This is useful to resetting and rerunning calculations that may have failed for reasons external to the calculation's method.  E.g. runners terminated early, parameter conflicts for a limited number of potentials, debugging calculations.

__WARNING:__ Conflicts may occur if you clean a run_directory that active runners are operating on as the .bid files are used to avoid multiple runners working on the same calculation at the same time.

In [None]:
database = testdb

In [7]:
database.clean_records(record_style='calculation_E_vs_r_scan', run_directory='test_1')

1 records to clean


In [8]:
record = database.get_record('694a24f9-aae6-43d4-9110-5e8c41968da8')

In [7]:
database.clean_records(records=[record])

Select a run_directory:
1 master_1
2 master_2
3 master_3
4 master_4
5 master_5
6 master_6
7 master_7
8 master_8
9 iprhub_1
: 

 4


1 records to clean


## 6. Destroy calculation records

The **destroy_records()** method deletes all records of a specified style.  Useful if you want to reset any library records or rerun calculations with different parameters. 
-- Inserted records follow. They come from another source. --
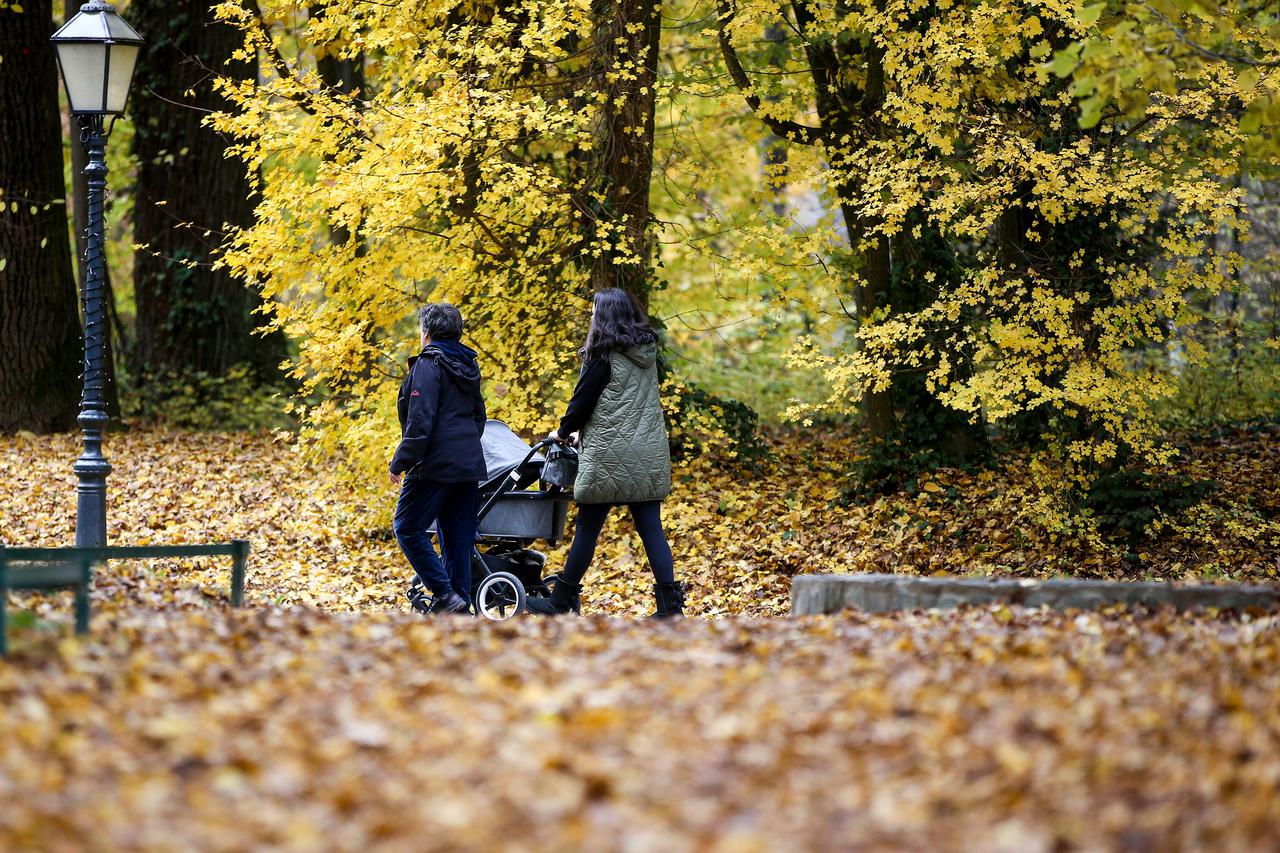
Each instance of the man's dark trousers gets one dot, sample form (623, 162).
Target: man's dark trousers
(452, 506)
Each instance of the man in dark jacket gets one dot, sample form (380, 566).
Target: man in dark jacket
(439, 463)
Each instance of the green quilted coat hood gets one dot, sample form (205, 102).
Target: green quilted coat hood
(625, 456)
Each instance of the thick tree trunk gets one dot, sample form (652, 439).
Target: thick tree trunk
(190, 316)
(627, 35)
(40, 336)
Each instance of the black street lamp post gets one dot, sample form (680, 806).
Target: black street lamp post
(96, 53)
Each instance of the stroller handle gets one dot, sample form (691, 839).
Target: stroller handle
(511, 478)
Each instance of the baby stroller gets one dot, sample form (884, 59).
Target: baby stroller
(512, 516)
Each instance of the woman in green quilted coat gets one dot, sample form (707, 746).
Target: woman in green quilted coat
(616, 420)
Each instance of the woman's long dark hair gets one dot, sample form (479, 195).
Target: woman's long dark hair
(618, 323)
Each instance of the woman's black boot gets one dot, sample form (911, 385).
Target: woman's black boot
(566, 597)
(671, 600)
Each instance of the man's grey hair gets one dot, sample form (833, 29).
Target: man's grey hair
(440, 320)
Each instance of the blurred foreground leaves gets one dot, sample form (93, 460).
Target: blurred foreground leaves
(981, 729)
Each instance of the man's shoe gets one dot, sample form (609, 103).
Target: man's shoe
(449, 603)
(417, 597)
(671, 601)
(565, 598)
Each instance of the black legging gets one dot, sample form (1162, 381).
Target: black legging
(590, 521)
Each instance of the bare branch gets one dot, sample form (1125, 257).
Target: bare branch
(792, 131)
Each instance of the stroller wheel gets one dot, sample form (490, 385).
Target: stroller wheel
(499, 597)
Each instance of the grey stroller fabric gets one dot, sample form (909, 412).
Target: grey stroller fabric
(503, 450)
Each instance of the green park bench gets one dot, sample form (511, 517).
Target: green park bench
(73, 568)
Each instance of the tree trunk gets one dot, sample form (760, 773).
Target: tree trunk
(190, 316)
(627, 33)
(40, 336)
(846, 112)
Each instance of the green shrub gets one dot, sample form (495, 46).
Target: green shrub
(199, 401)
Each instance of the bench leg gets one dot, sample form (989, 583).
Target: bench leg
(82, 597)
(240, 560)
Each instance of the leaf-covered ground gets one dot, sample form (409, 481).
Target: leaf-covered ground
(737, 536)
(987, 730)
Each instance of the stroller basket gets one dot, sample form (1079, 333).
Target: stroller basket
(526, 515)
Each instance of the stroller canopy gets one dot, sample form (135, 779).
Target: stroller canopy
(504, 450)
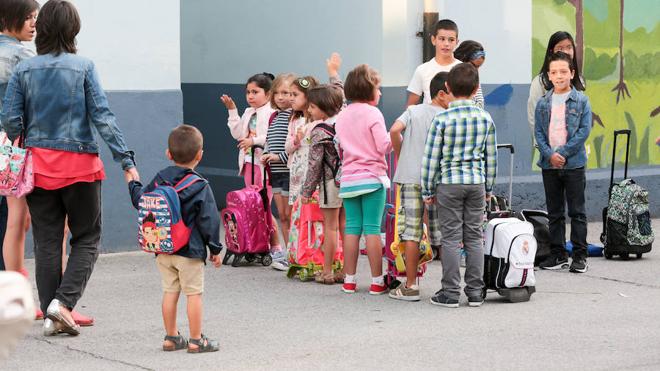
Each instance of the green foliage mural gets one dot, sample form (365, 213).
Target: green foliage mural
(619, 48)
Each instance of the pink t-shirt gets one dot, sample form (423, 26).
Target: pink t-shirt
(557, 132)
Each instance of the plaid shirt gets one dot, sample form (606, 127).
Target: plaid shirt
(461, 148)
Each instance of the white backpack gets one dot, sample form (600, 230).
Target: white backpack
(509, 254)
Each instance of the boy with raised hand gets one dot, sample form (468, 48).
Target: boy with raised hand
(458, 174)
(183, 271)
(444, 38)
(408, 135)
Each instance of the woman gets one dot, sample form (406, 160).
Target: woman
(58, 106)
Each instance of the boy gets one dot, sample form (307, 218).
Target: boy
(184, 270)
(458, 171)
(415, 123)
(444, 38)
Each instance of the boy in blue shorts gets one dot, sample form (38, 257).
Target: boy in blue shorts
(184, 270)
(408, 135)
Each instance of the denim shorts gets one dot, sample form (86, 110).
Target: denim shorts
(280, 183)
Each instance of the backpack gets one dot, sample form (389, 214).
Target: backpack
(628, 216)
(335, 168)
(161, 228)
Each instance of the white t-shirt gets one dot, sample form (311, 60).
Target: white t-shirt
(424, 73)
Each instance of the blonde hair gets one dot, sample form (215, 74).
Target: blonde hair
(280, 81)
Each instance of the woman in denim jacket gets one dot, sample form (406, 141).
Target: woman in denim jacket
(55, 98)
(562, 125)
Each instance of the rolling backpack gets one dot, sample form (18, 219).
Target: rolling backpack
(161, 228)
(626, 219)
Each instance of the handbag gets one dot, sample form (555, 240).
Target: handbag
(16, 177)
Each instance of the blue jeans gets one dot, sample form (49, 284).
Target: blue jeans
(566, 187)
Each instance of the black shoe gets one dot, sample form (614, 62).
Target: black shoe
(440, 299)
(553, 262)
(579, 265)
(475, 301)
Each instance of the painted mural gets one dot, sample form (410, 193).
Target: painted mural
(618, 44)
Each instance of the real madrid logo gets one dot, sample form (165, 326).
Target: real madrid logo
(526, 247)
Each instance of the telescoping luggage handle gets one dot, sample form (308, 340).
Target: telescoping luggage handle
(512, 150)
(625, 132)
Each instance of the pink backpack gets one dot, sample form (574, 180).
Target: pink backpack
(247, 225)
(16, 177)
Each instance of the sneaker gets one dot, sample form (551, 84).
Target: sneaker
(475, 301)
(553, 262)
(377, 289)
(579, 265)
(405, 293)
(440, 299)
(349, 288)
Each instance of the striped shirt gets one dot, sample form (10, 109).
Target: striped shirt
(275, 139)
(461, 148)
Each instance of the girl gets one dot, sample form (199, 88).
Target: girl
(67, 168)
(364, 141)
(251, 130)
(563, 123)
(275, 154)
(298, 141)
(325, 102)
(470, 51)
(560, 41)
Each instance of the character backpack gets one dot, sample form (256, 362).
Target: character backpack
(161, 228)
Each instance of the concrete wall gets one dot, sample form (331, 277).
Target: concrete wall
(219, 52)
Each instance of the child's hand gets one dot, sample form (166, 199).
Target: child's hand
(245, 143)
(332, 64)
(131, 174)
(228, 102)
(215, 259)
(557, 161)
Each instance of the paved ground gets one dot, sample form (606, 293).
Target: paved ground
(606, 319)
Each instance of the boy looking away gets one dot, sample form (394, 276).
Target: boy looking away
(408, 135)
(458, 174)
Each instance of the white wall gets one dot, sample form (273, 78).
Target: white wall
(134, 43)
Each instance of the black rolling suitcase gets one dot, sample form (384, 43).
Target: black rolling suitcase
(626, 219)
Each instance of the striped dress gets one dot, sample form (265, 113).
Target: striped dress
(275, 140)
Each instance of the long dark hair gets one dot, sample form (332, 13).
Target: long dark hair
(555, 39)
(58, 25)
(14, 12)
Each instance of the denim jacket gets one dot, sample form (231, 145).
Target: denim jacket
(11, 53)
(578, 126)
(57, 99)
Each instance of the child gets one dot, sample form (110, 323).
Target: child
(184, 270)
(444, 38)
(364, 141)
(251, 130)
(325, 102)
(275, 155)
(562, 125)
(559, 41)
(470, 51)
(414, 123)
(458, 170)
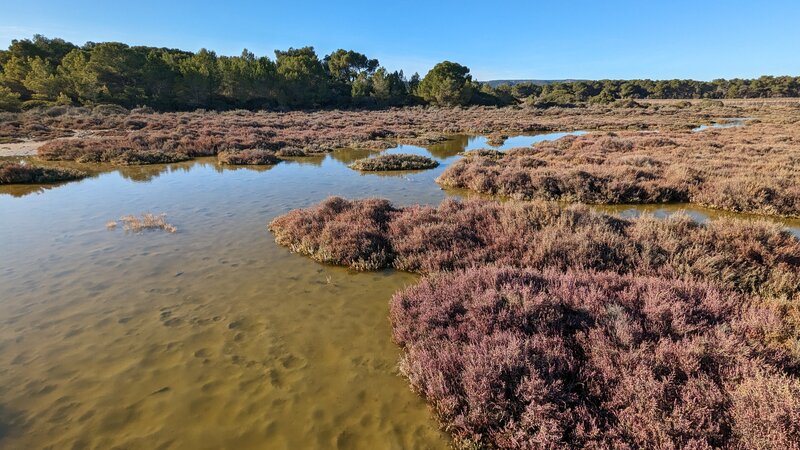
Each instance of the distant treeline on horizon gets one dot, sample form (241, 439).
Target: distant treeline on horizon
(46, 72)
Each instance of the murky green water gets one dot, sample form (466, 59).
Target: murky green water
(213, 337)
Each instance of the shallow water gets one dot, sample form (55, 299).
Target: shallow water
(213, 337)
(732, 122)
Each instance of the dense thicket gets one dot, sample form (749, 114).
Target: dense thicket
(41, 71)
(754, 257)
(523, 359)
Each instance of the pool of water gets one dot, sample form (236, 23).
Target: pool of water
(213, 337)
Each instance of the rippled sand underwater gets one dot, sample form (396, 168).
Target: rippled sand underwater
(212, 337)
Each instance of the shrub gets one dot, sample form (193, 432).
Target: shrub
(249, 156)
(338, 232)
(518, 358)
(399, 161)
(15, 173)
(643, 168)
(748, 256)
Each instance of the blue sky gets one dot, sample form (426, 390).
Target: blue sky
(497, 40)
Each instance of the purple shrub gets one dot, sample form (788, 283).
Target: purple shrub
(746, 256)
(518, 358)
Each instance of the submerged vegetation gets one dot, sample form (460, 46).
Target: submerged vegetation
(398, 161)
(16, 173)
(147, 221)
(519, 359)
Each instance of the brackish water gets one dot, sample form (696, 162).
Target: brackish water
(213, 337)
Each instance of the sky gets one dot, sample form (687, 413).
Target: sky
(599, 39)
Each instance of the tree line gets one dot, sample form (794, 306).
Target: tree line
(45, 72)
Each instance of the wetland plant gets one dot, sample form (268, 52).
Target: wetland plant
(18, 173)
(248, 157)
(401, 161)
(147, 221)
(743, 255)
(520, 358)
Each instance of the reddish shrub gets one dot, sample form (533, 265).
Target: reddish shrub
(517, 358)
(394, 162)
(248, 156)
(14, 173)
(743, 255)
(339, 232)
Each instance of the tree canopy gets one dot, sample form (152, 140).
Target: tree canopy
(43, 72)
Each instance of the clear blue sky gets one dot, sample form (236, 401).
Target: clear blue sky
(496, 39)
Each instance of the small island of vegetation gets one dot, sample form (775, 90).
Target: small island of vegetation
(397, 161)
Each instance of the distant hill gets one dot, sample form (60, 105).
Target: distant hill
(495, 83)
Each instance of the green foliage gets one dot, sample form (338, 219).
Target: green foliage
(303, 78)
(42, 71)
(448, 83)
(9, 100)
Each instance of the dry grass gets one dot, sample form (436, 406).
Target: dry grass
(147, 221)
(400, 161)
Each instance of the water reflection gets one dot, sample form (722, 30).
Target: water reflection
(213, 337)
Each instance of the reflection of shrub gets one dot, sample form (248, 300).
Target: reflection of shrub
(516, 358)
(747, 256)
(14, 173)
(394, 162)
(248, 156)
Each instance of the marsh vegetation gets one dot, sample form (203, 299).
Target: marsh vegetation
(396, 161)
(522, 323)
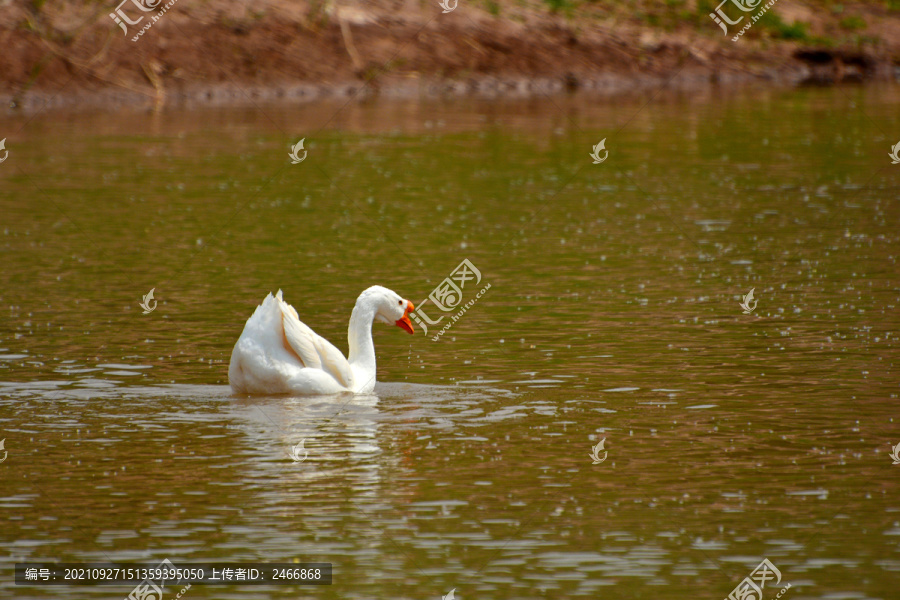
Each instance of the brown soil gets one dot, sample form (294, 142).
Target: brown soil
(222, 51)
**WARNING:** This is a permanent delete even for local database styles.

In [22]:
database = testdb

In [23]:
database.destroy_records('calculation_isolated_atom')

1005 records found to be destroyed
Delete records? (must type yes): yes
1005 records successfully deleted


## 7. Forget database information

The **unset_database()** and **unset_run_directory()** functions will remove the saved settings for the databases. 

**NOTE:** Only the stored access information is removed as the records in a database and files in a run_directory will remain.

In [13]:
# Clear out existing definitions
#iprPy.unset_database(name='demo')
#iprPy.unset_run_directory(name='demo_1')
#iprPy.unset_run_directory(name='demo_2')
#iprPy.unset_run_directory(name='demo_3')
#iprPy.unset_run_directory(name='demo_4')